A Case Study of Visitor Effects on Anxiety and Maternal Behavior of a Western Lowland Gorilla (Gorilla, gorilla, gorilla)

Captive primates are consistently exposed to human visitors, which has been demonstrated to have negative effects on their behavior. High numbers of visitors can be seen as a stressor for captive primates, and this stress is thought to contribute to an increase in anxiety. The endocrine and neuropeptide systems responsible for anxiety respond to stressors and work to maintain homeostasis in the nervous system. In the postpartum maternal period, these systems are adjusted for the stress of addressing an infant’s needs, but may not be able to control additional external stress. The resulting anxiety in primate mothers may help account for maternal failure in the captive environment. To connect the evidence for visitor anxiety and poor maternal care, a case study was conducted of a mother western lowland gorilla (Gorilla gorilla gorilla) and her infant. Visual monitoring of visitors and self-scratching behaviors were used as measures of anxiety and changes were noted in ventro-ventral contact with the infant to establish quality of maternal care. The gorilla was viewed during periods of high and low visitor density to determine if there were any differences in these behaviors.
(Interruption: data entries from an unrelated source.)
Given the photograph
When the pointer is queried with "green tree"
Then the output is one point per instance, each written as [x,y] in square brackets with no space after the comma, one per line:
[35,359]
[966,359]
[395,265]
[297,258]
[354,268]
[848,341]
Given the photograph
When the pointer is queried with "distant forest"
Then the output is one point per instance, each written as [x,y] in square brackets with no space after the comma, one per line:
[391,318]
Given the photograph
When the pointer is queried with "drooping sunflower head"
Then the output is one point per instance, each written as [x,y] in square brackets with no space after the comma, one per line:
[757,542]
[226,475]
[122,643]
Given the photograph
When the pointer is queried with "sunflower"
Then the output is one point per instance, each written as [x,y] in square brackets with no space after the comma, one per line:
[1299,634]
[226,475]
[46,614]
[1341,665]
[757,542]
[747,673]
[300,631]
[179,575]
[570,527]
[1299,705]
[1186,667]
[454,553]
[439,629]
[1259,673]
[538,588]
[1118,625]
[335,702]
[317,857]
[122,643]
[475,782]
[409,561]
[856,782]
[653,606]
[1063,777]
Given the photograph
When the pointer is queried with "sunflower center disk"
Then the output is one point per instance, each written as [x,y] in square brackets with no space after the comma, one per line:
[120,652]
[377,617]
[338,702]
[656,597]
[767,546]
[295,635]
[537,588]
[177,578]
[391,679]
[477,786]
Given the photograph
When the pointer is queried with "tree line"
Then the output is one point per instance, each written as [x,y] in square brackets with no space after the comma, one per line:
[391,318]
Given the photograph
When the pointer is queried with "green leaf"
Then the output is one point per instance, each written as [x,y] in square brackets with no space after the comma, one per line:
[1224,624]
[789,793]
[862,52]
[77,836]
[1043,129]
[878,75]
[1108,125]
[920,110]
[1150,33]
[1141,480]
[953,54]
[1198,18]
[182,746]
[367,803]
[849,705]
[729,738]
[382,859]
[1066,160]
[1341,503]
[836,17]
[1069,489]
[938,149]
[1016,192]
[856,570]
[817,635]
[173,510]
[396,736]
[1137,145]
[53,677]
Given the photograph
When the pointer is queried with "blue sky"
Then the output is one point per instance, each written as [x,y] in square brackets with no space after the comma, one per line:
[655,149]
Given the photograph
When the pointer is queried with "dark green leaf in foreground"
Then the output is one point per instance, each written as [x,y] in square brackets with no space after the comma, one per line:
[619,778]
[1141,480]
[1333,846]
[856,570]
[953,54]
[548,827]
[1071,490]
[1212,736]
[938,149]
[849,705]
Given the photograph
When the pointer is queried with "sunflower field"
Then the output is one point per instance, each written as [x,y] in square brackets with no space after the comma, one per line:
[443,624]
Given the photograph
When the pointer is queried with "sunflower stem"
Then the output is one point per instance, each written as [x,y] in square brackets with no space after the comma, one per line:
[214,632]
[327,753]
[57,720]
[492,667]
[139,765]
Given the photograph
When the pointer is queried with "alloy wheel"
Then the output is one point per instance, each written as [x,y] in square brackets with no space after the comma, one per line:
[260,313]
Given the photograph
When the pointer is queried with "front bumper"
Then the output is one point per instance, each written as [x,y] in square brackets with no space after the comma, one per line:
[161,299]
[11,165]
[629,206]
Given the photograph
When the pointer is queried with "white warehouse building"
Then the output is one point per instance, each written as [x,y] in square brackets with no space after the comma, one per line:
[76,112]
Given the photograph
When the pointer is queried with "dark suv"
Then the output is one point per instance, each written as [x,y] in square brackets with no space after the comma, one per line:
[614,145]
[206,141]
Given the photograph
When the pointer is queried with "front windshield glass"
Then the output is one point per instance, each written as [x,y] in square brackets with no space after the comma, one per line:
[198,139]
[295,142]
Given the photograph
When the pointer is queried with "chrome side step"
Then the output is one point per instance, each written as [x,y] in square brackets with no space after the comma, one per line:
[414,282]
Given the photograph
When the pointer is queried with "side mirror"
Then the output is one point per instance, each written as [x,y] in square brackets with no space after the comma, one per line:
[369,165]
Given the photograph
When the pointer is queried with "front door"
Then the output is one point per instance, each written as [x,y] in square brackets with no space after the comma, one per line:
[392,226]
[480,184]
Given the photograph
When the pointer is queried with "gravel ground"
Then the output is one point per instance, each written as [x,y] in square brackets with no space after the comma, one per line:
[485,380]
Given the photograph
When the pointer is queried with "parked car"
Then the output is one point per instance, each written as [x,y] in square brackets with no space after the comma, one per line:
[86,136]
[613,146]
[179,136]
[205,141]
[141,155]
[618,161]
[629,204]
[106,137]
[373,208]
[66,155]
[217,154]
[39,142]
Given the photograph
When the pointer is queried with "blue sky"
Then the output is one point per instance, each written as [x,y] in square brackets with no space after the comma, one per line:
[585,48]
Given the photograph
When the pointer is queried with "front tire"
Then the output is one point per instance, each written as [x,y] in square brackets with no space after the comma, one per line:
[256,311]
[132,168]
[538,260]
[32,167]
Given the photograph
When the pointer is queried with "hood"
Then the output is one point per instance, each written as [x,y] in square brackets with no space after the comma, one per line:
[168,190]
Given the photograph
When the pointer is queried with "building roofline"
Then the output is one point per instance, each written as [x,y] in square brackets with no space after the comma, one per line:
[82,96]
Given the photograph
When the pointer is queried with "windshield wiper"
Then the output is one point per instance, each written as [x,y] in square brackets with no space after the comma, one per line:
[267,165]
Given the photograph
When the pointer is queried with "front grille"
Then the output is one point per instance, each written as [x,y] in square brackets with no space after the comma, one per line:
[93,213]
Visual monitoring was determined to be significantly higher with high visitor density, but there were no significant differences in the other behaviors. This demonstrates that visitors had a slight effect on the mother’s anxiety, but did not change her maternal behavior. Although these results indicate that visitor anxiety may not be as acute as previously hypothesized; further research may be needed to guarantee success of captive breeding programs especially with an endangered species such as the western lowland gorilla.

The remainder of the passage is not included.